Suppose a revolving door at the bank is spinning around once every 5 seconds. As you walk through, you push on the door for 2 seconds, which increases that rotational speed so that it rotates once a second. What was the Rotational acceleration due to your push?
To calculate the rotational acceleration, we need to use the equation:
Rotational acceleration (α) = Δω / Δt
Where:
- Δω represents the change in angular velocity (rotational speed)
- Δt represents the time interval over which the change occurs.
In this case, the initial rotational speed of the revolving door is one revolution every 5 seconds, or ω₁ = 1 revolution/5 seconds.

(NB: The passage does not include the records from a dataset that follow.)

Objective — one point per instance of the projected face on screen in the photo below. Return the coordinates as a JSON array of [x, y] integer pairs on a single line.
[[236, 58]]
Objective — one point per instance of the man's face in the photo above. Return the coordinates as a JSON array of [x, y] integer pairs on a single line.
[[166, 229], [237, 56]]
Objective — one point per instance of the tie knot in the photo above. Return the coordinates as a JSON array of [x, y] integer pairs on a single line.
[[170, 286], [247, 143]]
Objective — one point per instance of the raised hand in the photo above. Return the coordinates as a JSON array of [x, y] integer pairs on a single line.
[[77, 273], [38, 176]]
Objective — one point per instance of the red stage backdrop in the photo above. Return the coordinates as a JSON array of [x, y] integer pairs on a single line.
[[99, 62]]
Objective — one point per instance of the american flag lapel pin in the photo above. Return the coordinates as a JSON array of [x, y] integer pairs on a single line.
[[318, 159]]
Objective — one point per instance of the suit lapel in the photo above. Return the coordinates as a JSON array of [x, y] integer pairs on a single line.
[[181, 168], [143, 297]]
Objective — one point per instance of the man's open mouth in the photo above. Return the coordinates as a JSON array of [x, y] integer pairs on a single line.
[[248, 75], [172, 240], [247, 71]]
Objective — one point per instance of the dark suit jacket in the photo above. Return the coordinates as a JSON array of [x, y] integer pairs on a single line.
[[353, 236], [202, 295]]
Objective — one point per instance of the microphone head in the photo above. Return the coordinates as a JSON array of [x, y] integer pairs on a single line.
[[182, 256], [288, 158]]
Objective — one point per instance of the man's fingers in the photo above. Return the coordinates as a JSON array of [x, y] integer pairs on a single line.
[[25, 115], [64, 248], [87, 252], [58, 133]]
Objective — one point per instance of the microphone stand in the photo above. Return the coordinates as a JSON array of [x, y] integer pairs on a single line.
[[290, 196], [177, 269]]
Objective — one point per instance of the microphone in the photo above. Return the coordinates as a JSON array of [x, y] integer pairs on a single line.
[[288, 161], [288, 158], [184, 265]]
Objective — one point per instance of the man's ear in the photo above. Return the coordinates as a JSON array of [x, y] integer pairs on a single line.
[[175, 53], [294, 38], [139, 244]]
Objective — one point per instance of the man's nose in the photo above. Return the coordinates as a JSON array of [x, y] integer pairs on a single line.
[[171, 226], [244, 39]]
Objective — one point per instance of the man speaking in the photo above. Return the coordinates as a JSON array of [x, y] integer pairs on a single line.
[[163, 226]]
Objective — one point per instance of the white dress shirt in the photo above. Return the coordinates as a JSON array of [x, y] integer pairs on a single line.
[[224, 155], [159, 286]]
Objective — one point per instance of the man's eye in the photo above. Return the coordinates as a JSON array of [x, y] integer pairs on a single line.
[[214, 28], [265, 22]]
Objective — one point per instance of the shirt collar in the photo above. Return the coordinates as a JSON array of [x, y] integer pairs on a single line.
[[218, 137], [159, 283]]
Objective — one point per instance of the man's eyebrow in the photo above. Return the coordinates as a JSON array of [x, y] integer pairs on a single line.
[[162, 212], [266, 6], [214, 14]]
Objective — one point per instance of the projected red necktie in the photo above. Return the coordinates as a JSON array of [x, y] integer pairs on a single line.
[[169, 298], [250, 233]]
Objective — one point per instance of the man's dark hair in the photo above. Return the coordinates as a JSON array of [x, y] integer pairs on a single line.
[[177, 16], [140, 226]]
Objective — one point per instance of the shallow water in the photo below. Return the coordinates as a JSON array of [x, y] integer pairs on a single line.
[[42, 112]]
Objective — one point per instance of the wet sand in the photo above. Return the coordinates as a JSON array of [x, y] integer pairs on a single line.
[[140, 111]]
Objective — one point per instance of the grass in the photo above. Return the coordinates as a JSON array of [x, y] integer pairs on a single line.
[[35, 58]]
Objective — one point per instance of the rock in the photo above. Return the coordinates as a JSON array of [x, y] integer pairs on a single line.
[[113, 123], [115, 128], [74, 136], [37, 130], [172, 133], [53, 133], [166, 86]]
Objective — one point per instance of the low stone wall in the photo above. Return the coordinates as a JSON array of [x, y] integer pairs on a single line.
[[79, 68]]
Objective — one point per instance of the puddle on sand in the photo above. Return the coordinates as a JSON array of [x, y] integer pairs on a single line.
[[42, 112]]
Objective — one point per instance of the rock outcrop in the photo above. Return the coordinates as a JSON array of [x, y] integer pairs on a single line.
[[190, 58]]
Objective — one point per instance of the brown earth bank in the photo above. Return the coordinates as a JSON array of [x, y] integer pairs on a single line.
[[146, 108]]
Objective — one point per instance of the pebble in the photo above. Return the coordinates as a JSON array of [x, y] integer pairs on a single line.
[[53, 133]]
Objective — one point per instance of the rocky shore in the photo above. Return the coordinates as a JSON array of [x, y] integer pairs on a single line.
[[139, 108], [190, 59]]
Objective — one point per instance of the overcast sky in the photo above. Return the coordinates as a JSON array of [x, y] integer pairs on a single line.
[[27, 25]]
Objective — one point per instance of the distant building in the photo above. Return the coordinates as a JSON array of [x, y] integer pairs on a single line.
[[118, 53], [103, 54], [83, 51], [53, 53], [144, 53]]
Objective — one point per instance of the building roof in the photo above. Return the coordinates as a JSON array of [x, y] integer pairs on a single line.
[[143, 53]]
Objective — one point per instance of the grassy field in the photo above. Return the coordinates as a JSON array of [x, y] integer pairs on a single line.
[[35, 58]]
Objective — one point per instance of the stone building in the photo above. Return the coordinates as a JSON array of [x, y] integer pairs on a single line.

After you push on the door for 2 seconds, the rotational speed increases to one revolution per second, or ω₂ = 1 revolution/1 second.
To find the change in angular velocity, we subtract the initial angular velocity from the final angular velocity:
Δω = ω₂ - ω₁
Substituting the values:
Δω = (1 revolution/1 second) - (1 revolution/5 seconds)
Δω = (5 revolutions/5 seconds) - (1 revolution/5 seconds)
Δω = (4 revolutions/5 seconds)
Next, we need to calculate the change in time:
Δt = 2 seconds
Now, we can substitute these values into the equation for rotational acceleration:
Rotational acceleration (α) = Δω / Δt
α = (4 revolutions/5 seconds) / (2 seconds)
Simplifying, we have:
α = 2 revolutions/5 seconds²
Therefore, the rotational acceleration due to your push on the revolving door is 2 revolutions per 5 seconds squared.